Opinion · Posos de anarquía

Salas, tanto la violencia machista como usted tienen remedio: la educación

«Este es un problema gravísimo en nuestra sociedad que, desgraciadamente, es muy difícil de solucionar. Es una manifestación más de la maldad». Así tuiteaba el 1  de enero, después de otro asesinato por violencia machista, el magistrado de la Sala I (Civil) del Tribunal Supremo, Antonio Salas.

Es cierto que es complicado de solucionar porque, si fuera sencillo, hace ya mucho tiempo que las mujeres no estarían siendo asesinadas por sus parejas o, incluso, por sus hijos. Y es complicado, entre otros factores, porque existe gente como Salas.

El magistrado conservador, que hace más de un década aterrizó de manera irregular en la Sala Especial del artículo 61 (encargada de aplicar la Ley de Partidos y juzgar las listas de Batasuna) apoyado por los vocales del Poder Judicial propuestos por el PP, inquieta.
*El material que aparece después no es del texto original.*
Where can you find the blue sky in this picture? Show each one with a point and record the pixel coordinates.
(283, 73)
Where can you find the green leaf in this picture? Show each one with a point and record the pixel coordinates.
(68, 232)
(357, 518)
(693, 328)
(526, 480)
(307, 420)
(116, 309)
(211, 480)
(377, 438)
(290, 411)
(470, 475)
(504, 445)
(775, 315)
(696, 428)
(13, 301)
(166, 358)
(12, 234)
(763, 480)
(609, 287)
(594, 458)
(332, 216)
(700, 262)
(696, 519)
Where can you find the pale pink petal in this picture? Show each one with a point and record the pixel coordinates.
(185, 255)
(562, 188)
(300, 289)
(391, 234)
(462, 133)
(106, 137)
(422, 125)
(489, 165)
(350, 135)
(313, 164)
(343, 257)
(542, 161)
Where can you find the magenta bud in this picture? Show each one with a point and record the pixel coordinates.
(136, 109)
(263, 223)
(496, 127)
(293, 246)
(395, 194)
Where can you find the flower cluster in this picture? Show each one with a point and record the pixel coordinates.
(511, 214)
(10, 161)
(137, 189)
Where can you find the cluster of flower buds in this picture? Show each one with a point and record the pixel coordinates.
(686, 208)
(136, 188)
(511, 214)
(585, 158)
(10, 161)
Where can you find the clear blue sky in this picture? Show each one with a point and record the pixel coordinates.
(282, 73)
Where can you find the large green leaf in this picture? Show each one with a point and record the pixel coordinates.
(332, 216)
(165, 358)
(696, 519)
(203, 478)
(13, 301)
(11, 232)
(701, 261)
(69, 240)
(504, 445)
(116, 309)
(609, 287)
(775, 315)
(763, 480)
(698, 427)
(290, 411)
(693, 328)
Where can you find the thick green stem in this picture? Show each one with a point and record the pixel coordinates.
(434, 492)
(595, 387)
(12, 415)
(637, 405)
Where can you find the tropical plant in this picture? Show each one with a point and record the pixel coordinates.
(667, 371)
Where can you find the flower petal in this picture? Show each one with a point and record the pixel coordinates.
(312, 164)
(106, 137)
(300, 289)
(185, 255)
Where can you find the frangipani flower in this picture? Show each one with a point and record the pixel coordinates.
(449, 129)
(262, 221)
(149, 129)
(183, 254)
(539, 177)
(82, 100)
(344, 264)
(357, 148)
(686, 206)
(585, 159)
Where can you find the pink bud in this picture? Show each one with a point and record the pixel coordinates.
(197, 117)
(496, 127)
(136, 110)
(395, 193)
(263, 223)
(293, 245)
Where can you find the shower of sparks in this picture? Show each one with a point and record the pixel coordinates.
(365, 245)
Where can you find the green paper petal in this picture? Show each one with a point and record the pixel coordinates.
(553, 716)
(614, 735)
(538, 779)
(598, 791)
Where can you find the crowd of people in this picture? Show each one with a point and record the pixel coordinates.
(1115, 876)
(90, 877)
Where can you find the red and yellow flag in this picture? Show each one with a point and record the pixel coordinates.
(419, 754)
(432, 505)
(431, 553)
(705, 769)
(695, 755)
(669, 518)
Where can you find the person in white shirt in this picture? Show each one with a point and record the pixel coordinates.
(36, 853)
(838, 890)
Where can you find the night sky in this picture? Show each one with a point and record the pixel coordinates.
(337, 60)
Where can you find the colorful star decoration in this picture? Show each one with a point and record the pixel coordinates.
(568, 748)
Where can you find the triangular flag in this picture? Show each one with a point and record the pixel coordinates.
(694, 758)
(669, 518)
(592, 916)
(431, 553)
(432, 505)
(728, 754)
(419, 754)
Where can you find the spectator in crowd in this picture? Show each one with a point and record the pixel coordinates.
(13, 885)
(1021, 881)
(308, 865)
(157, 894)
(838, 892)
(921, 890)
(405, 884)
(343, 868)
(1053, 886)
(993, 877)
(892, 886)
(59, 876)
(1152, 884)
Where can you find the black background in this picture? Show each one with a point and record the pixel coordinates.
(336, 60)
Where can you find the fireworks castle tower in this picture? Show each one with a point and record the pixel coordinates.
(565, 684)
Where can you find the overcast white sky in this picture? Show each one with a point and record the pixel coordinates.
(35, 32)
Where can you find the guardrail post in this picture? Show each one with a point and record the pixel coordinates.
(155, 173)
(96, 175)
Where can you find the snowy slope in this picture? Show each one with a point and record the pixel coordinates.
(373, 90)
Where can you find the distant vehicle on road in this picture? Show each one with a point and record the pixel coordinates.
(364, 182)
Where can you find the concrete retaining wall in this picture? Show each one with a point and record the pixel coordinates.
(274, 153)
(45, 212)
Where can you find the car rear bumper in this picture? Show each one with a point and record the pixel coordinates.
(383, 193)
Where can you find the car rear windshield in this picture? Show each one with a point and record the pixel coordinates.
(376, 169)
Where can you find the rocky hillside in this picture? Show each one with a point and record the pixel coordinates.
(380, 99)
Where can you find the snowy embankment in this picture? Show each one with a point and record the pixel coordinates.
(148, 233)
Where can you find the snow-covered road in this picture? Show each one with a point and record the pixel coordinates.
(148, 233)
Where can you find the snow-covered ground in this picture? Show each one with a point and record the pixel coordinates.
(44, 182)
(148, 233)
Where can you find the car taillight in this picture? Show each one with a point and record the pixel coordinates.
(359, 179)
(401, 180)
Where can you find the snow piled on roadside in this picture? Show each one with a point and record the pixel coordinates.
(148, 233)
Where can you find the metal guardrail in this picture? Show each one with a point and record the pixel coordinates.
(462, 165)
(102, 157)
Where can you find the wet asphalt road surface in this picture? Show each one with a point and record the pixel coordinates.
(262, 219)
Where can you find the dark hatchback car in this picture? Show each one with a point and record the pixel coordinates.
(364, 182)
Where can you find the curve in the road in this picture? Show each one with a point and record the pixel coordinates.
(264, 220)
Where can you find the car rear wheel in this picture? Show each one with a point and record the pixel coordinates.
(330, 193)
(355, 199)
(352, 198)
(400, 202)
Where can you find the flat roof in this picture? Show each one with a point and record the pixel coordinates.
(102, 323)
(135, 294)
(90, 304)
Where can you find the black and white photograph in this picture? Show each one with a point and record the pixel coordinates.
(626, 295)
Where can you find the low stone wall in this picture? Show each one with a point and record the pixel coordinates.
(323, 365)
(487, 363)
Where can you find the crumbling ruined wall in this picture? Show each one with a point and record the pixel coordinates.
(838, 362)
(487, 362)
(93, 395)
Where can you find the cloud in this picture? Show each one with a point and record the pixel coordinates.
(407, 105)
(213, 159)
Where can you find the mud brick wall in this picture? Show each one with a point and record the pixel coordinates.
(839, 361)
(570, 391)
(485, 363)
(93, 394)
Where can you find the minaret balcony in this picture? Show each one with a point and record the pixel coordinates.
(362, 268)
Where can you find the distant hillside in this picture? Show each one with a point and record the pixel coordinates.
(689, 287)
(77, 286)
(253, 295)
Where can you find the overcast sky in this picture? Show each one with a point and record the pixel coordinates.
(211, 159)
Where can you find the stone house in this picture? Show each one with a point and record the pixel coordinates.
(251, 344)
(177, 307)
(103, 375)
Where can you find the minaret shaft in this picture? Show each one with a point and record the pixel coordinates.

Un tipo que reduce la violencia machista a una cuestión de maldad y que equipara el asesinato de una mujer con el de un perro al señalar que quien es malo igual maltrata a una que a otro, no favorece en absoluto a erradicar esta lacra.

El juez se ampara en la libertad de expresión que, por supuesto, tiene, para publicar tales barbaridades que, según indica, van contra «la verdad oficial». ¿Qué verdad oficial es esa, Salas? ¿La de que la educación es primordial para acabar con este terrorismo machista?

El magistrado conservador simplifica la violencia machista a una relación de fuerza: «Si la mujer tuviera la misma fuerza física que el hombre… no pasaría esto». Desde su punto de vista, ni siquiera es una cuestión de machismo y lanza la pregunta «¿por qué en el colegio el grandullón siempre ha abusado del menos fuerte? ¿También es machismo?».

Sorprende con un tipo con unos razonamientos tan básicos pueda ser juez del Supremo. Y digo básicos, porque ni siquiera se da cuenta que su misma argumentación es machista, dado que en otras declaraciones indica que si la mujer hubiera sido más fuerte y más inteligente y hubiera salido a cazar -remontándose a la Prehistoria-, otro gallo cantaría.

Otro tuit que no tiene desperdicio: «No creo necesitar formación en género. Siempre he respetado igual a mujeres y a hombres. Pero tengo preferencia por las primeras. De nacimiento».

Así las cosas, ¿cómo no va a negar que la solución a la violencia machista venga del lado de la educación? El magistrado sostiene que «la maldad del ser humano no tiene solución. Se ve todos los días en las noticias. Si alguien tiene alguna solución viable que lo diga ya!!!!».

Salas parece retrotraerse a las teorías del gen malo: quien lo tiene, lo lleva crudo. No hay remedio… y casualmente lo tiene más el hombre porque es el más fuerte. Precisa que «la idea de posesión, o incluso de propiedad, es muy peligrosa, pero se da en ambas direcciones». En ese mismo hilo argumental, tiene la osadía de indicar que «hay mucha cifra negra porque el hombre no denuncia», en referencia a los casos de mujeres maltratadoras.

Señor Salas, ni hay gen de la maldad ni, para su tranquilidad, del machismo y la estupidez. En todos los casos, la educación es un gran remedio.

Es en días como estos en los que más tenemos que aplaudir la libertad de expresión porque, precisamente gracias a ella, podemos identificar a este tipo de sujetos. Él mismo lo tuitea: «hay seres humanos fantásticos y otros absolutamente despreciables».  Pues eso, a buen entendedor, sobran palabras.